The rhythm of the NBA also deemphasizes practice somewhat. Most coaches now forego hard, intense practices for video sessions and shoot-arounds. Health and load management are just as important as full-contact scrimmage.

In the regular season, most teams follow their basic scheme with only minor alterations based on opponent. They won’t play one way on Tuesday, then try to shift that wholesale on Wednesday. There’s no time. The payoff—one potential win out of 82—doesn’t justify the effort and risk. In this environment, regular-season games become extended practice-and-familiarity sessions, replacing the practices necessary at lower levels of basketball where games are far less frequent.

The playoffs are different. A franchise’s world narrows down to one, specific opponent. This is where schemes change and preparation matters. But teams actually get practice time in the post-season that they were denied during the regular year.
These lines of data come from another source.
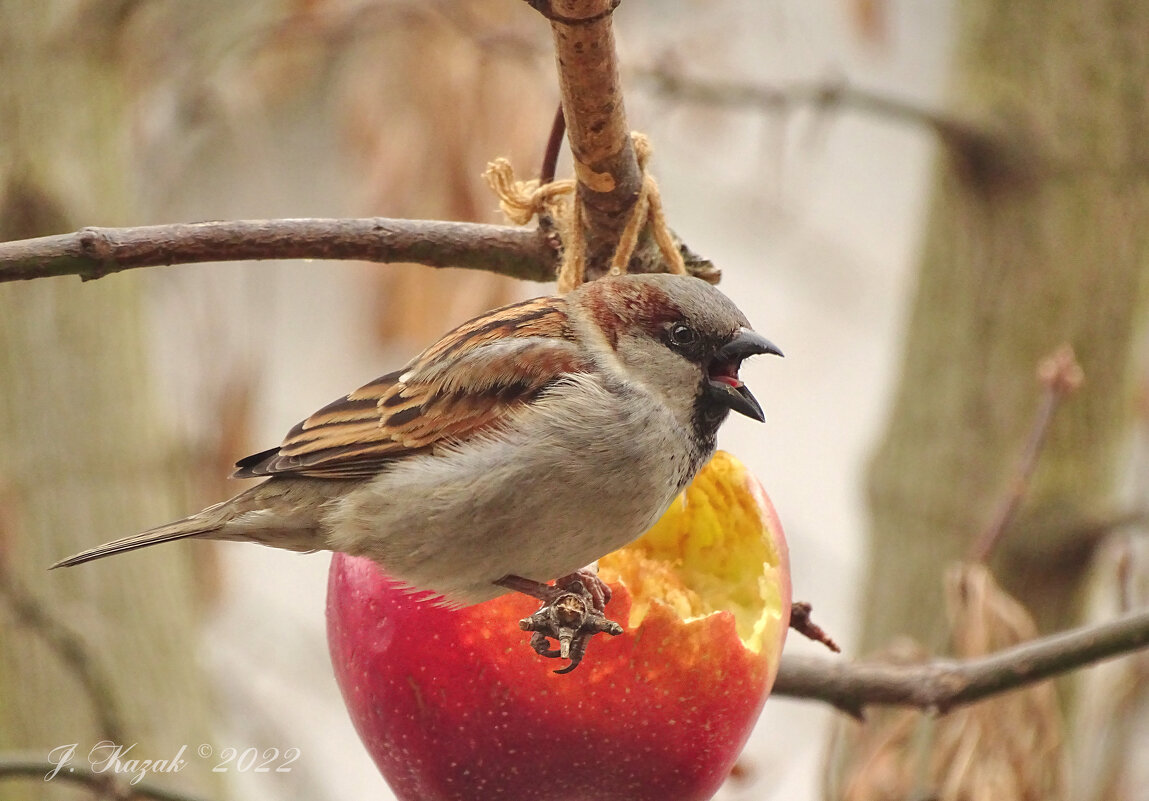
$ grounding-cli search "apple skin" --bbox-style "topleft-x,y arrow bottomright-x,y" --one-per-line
327,452 -> 790,801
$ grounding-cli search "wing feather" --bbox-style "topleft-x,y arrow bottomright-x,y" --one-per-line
233,297 -> 588,479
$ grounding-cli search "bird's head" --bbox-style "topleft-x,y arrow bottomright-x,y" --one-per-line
573,273 -> 782,441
Space in between games and series, plus the ability to prep for a single team, allows for granularity, development, and the repetition necessary to execute them.
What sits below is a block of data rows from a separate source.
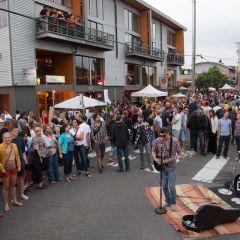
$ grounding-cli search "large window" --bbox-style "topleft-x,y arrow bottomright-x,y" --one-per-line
124,9 -> 140,33
36,54 -> 55,84
76,56 -> 104,86
142,66 -> 156,86
125,63 -> 140,85
152,23 -> 156,41
167,30 -> 176,47
88,20 -> 103,31
125,63 -> 156,86
167,69 -> 176,87
89,0 -> 103,19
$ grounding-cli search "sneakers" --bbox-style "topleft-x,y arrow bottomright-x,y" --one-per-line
20,194 -> 29,200
85,172 -> 92,178
170,204 -> 176,212
148,165 -> 154,171
162,201 -> 170,208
Ironically, this is just where the Trail Blazers have fallen apart in recent years. They’ve succeeded in scenarios where practice is less available/important and failed when it was plentiful and mattered more. That probably wasn’t because of lack of familiarity. It’s because players like LeBron James (2020) and Nikola Jokic (2021) provided insurmountable matchup problems no matter how many practice sessions the Blazers ran through.

That’s the way the NBA works. It’s much more player-based than coaching/scheme based, at least compared to the organized basketball the rest of us play.

Obviously things have changed a bit in Portland with a new coach and new system. The Blazers will need time to adjust. Repetition will be correspondingly more valuable. But the learning curve should start to level out by January either way. If they haven’t gotten it by then, either they’re not going to get it or it’s not worth getting. There’s not likely to be a big epiphany in March where the light turns on for everyone because a timer has gone off indicating sufficient time together. They’ll get better with familiarity, but after a certain point, it’s not likely to be dramatic.

Every player and coach will tell you that practice matters. It can give a team the slight edge they need to tilt otherwise-equal games their way, on average, over teams that aren’t as prepared. But talent, scheduling, and a hundred other things factor in too. Experience together won’t, in itself, outweigh those other factors. At this level, neither players nor teams should fall apart solely from lack of practice. Nor will extra practice guarantee success. It’s a thing, but not as big of a differentiator as it is as the high school and college levels.